Einen ähnlichen Satz hatte ich zuletzt von meinem Lateinlehrer gehört, nachdem ich kläglich an einer Übersetzung von Seneca gescheitert war.

„Selbst diese ‚Nana‘ schreibt gehaltvollere Texte als Du. Deiner ist geplatzt wie einer ihrer 99 Seifenblasen“, meinte er noch, als er mir die Klausur zurückgab. Mein Hinweis, die Sängerin würde ‚Nena‘ heißen und sei mit ihren Luftballons viel cooler als er, führte ins pädagogische Niemandsland.

Diesmal reagiere ich aber nicht mit pubertärem Trotz, sondern muss lachen. Ich kenne die Person hinter der Stimme seit Jahren. Sie ist die Inhaberin von „Linda’s Bookstore“, einer kleinen Buchhandlung in einem amerikanischen Städtchen.

Er liegt in einer winzigen Seitengasse und wirkt wie aus der Zeit gefallen. Eine altmodische Klingel scheppert beim Eintreten, die Bücher stapeln sich bis unter die Decke; viele haben aufgeklebte handschriftliche Rezensionen.

Bereits als Kind waren Buchläden und Bibliotheken für mich Zauberwelten. Ihre Magie hat mich nie verlassen. Orte, die unsere atemlose Taktung des Alltags zum Stillstand bringen können und virtuelle Umschlagplätze wie Amazon auf die Banalität ihrer Bestimmung zurückwerfen - den seelenlosen Kommerz.

Ich drehe mich um. Linda - sie ist sehr betagt - lächelt mich an und drückt mir einige Bücher in die Hand. Wie sie es immer tat. „Die passen zu Ihnen“, pflegt sie zu sagen. Sie lag niemals falsch.

„Höflicher Deutscher mit seltsamem Gang und Hamsterbacken“

Einmal fragte ich sie, wie sie sich die Lesepräferenzen Ihrer Kundschaft merken könne. „Gar nicht. Mein Gedächtnis ist ein rostiger Sieb. Ich mache mir nach der Verabschiedung immer eine kleine Notiz über die Kunden.”

„Aber Sie kennen doch meinen Namen nicht.“

„Den brauche ich auch nicht. Nur einige Vorlieben und Merkmale. Warten Sie“, Linda holte eine Mappe hervor, blätterte ein wenig und stellte nüchtern fest: „Höflicher Deutscher mit seltsamem Gang und Hamsterbacken. Beide Töchter gehen in […] zur Schule. Das sind doch Sie, auch wenn Sie nicht mehr ganz so dick sind.“

Ich war nur bedingt geschmeichelt. Und doch beeindruckt. Es bedarf keiner großen Anstrengung, seinem Gegenüber mit ehrlicher Aufmerksamkeit zu begegnen, die über das Geschäftsinteresse oder einen erhofften Vorteil hinausreicht. Oft genügt eine einfache Frage, um jemandem wiederkehrend das Gefühl außergewöhnlicher Beachtung zu geben.

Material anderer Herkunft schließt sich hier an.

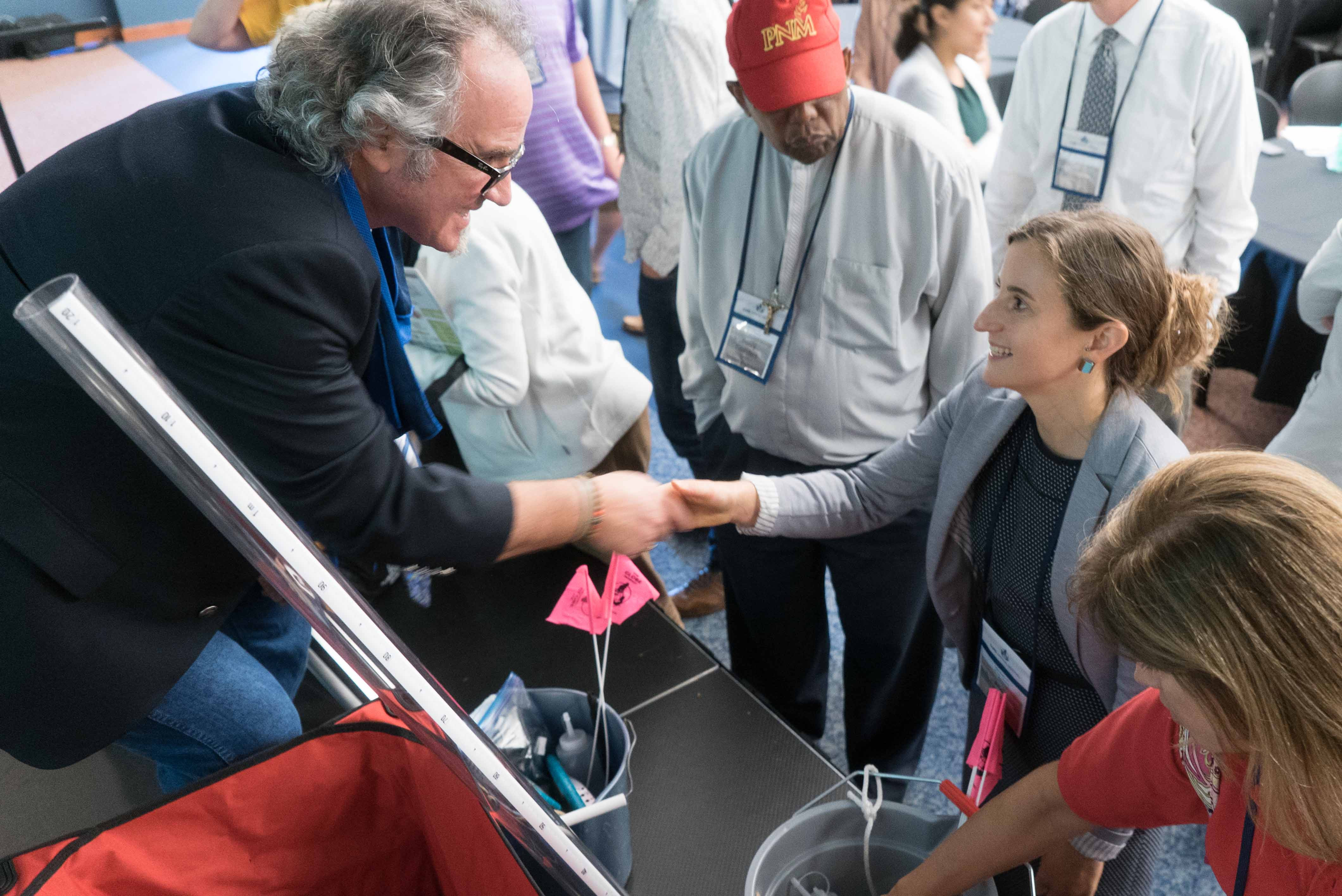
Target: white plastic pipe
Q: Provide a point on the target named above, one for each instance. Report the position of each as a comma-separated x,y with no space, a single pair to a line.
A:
595,811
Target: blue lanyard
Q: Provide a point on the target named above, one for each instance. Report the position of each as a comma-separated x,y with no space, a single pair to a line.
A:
390,382
1242,874
825,196
1132,76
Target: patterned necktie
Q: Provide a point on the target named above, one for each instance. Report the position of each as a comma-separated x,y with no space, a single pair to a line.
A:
1098,104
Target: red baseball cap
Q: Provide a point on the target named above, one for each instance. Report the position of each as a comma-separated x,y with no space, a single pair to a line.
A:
786,52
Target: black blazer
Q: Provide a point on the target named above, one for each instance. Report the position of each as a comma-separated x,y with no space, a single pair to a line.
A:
241,274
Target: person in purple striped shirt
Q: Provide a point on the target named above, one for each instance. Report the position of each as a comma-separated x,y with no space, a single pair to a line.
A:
572,164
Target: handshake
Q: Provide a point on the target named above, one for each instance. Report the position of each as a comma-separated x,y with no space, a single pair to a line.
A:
638,512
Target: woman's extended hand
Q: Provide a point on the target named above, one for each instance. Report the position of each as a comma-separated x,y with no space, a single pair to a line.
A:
1066,872
716,503
638,513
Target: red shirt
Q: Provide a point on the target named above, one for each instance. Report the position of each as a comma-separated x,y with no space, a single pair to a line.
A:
1138,769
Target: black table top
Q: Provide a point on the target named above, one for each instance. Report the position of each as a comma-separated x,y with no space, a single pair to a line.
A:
713,772
1298,200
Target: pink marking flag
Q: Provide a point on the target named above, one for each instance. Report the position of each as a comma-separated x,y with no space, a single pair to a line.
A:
986,756
626,589
582,607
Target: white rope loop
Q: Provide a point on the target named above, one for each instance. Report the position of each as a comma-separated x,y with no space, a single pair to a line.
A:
870,809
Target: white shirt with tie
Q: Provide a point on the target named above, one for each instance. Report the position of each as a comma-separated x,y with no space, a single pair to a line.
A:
1186,144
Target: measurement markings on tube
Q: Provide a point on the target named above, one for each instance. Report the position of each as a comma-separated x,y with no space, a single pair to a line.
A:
151,396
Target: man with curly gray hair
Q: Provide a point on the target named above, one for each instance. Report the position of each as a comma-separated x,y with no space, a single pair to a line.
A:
245,237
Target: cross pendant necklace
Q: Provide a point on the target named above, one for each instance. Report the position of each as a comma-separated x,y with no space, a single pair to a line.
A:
775,306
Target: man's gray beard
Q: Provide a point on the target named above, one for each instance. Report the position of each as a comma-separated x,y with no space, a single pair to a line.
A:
462,245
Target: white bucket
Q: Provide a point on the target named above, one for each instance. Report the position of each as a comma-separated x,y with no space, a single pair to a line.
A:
827,839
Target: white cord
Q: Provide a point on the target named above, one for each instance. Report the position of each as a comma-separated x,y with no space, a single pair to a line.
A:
869,811
600,709
803,882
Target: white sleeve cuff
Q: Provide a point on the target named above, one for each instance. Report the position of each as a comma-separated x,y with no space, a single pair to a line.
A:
1098,848
768,506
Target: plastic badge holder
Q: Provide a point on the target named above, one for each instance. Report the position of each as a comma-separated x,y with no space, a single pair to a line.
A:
97,352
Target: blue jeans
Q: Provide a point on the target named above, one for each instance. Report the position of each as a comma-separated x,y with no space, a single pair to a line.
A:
235,699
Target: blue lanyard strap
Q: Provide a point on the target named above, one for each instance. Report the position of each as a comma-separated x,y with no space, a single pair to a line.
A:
825,198
1132,76
1242,874
388,379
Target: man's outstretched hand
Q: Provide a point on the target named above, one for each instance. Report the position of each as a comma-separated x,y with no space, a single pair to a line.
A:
638,513
717,503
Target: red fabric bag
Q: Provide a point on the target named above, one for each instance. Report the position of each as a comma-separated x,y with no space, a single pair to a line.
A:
356,808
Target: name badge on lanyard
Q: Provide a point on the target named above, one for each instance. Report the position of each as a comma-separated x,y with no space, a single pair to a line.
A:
1003,669
755,331
1081,165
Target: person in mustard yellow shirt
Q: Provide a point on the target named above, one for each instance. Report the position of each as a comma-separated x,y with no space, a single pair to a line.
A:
239,25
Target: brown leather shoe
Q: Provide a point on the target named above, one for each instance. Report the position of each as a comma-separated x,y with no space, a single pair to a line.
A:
702,596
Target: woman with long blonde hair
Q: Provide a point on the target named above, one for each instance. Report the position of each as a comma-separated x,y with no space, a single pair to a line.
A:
1222,577
1020,462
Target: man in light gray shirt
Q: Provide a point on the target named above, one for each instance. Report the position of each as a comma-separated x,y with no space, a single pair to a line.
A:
835,257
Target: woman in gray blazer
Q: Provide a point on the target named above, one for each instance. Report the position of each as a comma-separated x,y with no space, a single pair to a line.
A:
1020,463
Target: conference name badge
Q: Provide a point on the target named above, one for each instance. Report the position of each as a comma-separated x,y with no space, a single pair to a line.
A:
1082,164
1000,667
749,344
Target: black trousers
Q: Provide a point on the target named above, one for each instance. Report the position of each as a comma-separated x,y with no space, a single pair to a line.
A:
779,631
666,344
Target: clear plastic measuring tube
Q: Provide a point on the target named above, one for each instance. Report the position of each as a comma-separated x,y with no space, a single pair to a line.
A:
89,344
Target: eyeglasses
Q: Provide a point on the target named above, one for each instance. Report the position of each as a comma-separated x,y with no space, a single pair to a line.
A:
480,164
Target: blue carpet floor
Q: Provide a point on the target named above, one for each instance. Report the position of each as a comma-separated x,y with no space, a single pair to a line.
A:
1182,872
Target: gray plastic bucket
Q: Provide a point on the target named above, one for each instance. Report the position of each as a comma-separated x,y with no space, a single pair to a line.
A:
829,840
607,836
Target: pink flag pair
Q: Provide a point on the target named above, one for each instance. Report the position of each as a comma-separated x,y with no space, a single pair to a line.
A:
986,756
626,592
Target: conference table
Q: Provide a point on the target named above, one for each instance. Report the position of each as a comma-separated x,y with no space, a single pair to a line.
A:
714,770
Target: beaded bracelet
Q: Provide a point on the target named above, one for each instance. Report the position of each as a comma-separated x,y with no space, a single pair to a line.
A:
592,512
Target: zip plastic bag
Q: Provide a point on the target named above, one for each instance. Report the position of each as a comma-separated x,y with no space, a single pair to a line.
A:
513,724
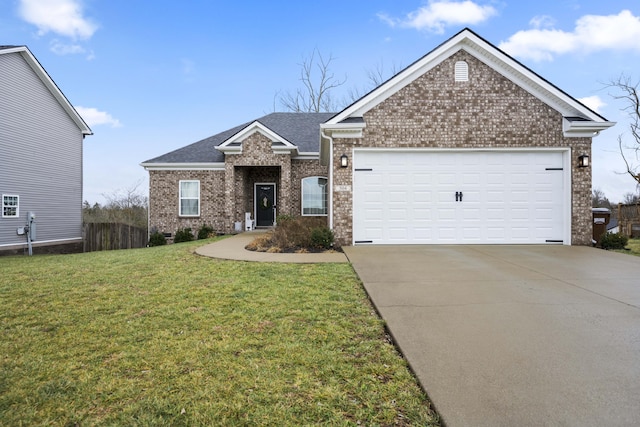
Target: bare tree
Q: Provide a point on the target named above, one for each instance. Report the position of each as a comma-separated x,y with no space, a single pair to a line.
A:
630,198
599,200
126,206
629,92
318,82
375,77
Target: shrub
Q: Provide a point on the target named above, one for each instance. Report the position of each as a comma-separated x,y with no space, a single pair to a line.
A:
294,233
613,241
283,218
321,237
205,232
183,235
157,239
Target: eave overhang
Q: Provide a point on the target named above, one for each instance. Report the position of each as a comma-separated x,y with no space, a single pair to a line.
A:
578,127
583,122
280,145
182,166
51,86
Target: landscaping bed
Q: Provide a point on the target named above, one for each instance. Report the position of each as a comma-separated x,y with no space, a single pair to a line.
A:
296,234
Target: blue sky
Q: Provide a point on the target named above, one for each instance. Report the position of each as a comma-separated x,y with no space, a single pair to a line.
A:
153,76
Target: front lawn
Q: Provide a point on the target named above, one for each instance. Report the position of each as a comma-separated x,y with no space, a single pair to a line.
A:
160,336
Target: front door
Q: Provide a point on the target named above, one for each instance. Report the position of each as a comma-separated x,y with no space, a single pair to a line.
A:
265,204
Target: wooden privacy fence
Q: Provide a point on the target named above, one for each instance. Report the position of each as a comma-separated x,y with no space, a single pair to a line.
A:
110,236
629,219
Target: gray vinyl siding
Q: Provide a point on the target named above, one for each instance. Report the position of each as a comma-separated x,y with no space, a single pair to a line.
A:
40,156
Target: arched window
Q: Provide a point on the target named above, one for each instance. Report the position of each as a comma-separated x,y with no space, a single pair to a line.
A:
314,196
462,71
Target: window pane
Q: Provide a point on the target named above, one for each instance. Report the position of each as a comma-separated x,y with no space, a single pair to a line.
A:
189,207
189,188
314,196
10,205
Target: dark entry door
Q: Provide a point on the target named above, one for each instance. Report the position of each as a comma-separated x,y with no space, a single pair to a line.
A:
265,204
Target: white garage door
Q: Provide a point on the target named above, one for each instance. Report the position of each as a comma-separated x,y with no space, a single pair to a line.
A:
453,197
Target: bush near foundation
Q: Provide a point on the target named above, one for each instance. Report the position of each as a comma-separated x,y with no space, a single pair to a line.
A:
613,241
183,235
295,234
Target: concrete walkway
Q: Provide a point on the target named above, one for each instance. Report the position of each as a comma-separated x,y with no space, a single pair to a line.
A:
233,248
514,335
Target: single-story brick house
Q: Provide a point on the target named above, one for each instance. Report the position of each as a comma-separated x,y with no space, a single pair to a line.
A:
466,145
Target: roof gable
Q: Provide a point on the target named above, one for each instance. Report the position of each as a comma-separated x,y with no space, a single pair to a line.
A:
499,61
233,144
300,130
49,84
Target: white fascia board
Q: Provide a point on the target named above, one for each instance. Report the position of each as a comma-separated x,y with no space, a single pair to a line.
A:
489,55
527,79
235,149
343,130
583,129
183,166
402,79
250,130
284,150
306,156
51,86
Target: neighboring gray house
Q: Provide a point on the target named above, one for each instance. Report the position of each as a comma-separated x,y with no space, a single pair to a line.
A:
41,137
464,146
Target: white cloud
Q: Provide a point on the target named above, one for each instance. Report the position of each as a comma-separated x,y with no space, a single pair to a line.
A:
439,14
594,102
60,48
63,17
94,117
592,33
542,21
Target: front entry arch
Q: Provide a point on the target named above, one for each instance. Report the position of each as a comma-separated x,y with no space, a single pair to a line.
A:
264,204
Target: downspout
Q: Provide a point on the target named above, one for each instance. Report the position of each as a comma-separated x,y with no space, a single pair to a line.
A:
330,164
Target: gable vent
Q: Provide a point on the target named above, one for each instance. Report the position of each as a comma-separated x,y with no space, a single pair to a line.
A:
462,71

Ich habe ein schreckliches Namensgedächtnis. Und ich werde mich beim nächsten Treffen wohl nicht erinnern, wie die drei Personen heißen, mit denen ich mich heute erstmals unterhalten habe. Aber ich könnte den einen fragen, wie seine geplante Hüftoperation verlaufen ist, die zweite, ob ihr Labrador immer noch Durchfall hat und den dritten, weshalb er einen Nationalspieler für einen „überschätzten Knallfrosch“ hielt.

Eine kurze abendliche Notiz hat mir ihre Gesichter dauerhaft eingeprägt. Linda sei Dank.